Can the bank continue to collect the mortgage after the owner’s death?

by Alex Musk

Given the doubt about whether a mortgage loan can continue to be collected by the bank after the holder’s death, recent rulings in this regard seem to say that such action by the bank is not possible.

If the mortgage holder dies, the bank is legally obliged to contact the insurer to pay off the full amount of the mortgage loan. In this way, the Supreme Court itself dictates it, and this has been applied in the Investigating Court number 6 of Salamanca. Specifically, the bank is condemned to return to the heirs of the deceased person all the loan installments that have been collected after his death, 3,200 euros to be exact.

The sentence has been clear. The judge agrees with the relatives of the deceased person. However, he does not consider that the bank breached the contract it signed with the deceased owner since it was not proven that the heirs communicated the death before the loan repayment date. Despite this, it recognizes the damage that it may have caused to the relatives of the deceased, in such a way that it condemns the entity to return the money that was collected. However, it will not be necessary to pay the expenses generated by the trial.

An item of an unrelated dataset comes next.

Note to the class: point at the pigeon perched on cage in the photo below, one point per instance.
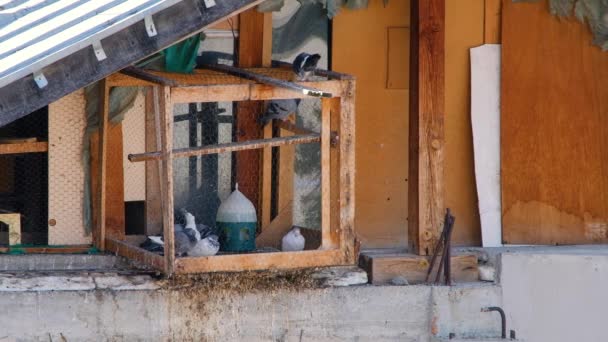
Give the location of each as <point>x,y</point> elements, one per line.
<point>293,241</point>
<point>279,109</point>
<point>304,65</point>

For their part, the plaintiffs made it clear that they verbally communicated what had happened to the bank, and even so, the bank continued to collect the expenses corresponding to the mortgage. His lawyer also argues that the existence of linked life insurance was more than enough for the entity to know of the death of the holder of the mortgage loan so that he could immediately contact the insurer to settle the said loan. . Therefore, it seems to him a contradictory resolution. He considers that the bank should have received a much worse sentence.


The lawyer denounces, on the other hand, that this type of ruling discourages consumers from claiming their rights, since they are going to have to make an outlay that, in most cases, will be higher than the reward they will obtain in court. We find that the judges seem reluctant to impose costs for reasons that escape us and in a way that is contrary to the doctrine of the Supreme Court and the European courts. This happens both in mortgage expense claims and in this case.

In this specific case, it is known that the client died in November 2016, and yet the bank continued to charge the relatives of the deceased for mortgage payments and a personal loan until June and July of the following year. If that were not enough, the plaintiffs showed that the deceased owner had taken out life insurance for credit amortization. Financial companies guarantee the collection of the debt in the event of disability or death.

Faced with this injustice, the heirs sued the financial institution for breach of contract and acting against good faith and respect for morality, requesting damages based on the doctrine established by the Supreme Court in 2017.

Unfortunately, the court in question did not find a breach of contract or reprehensible conduct since it could not be shown that the bank was aware of the death of the mortgage holder at the time the payments were collected. Finally, although the sentence is favorable to the plaintiffs, the bank is not condemned to pay the costs of the trial, which are probably much higher than the 3,200 euros that the entity must return to the heirs.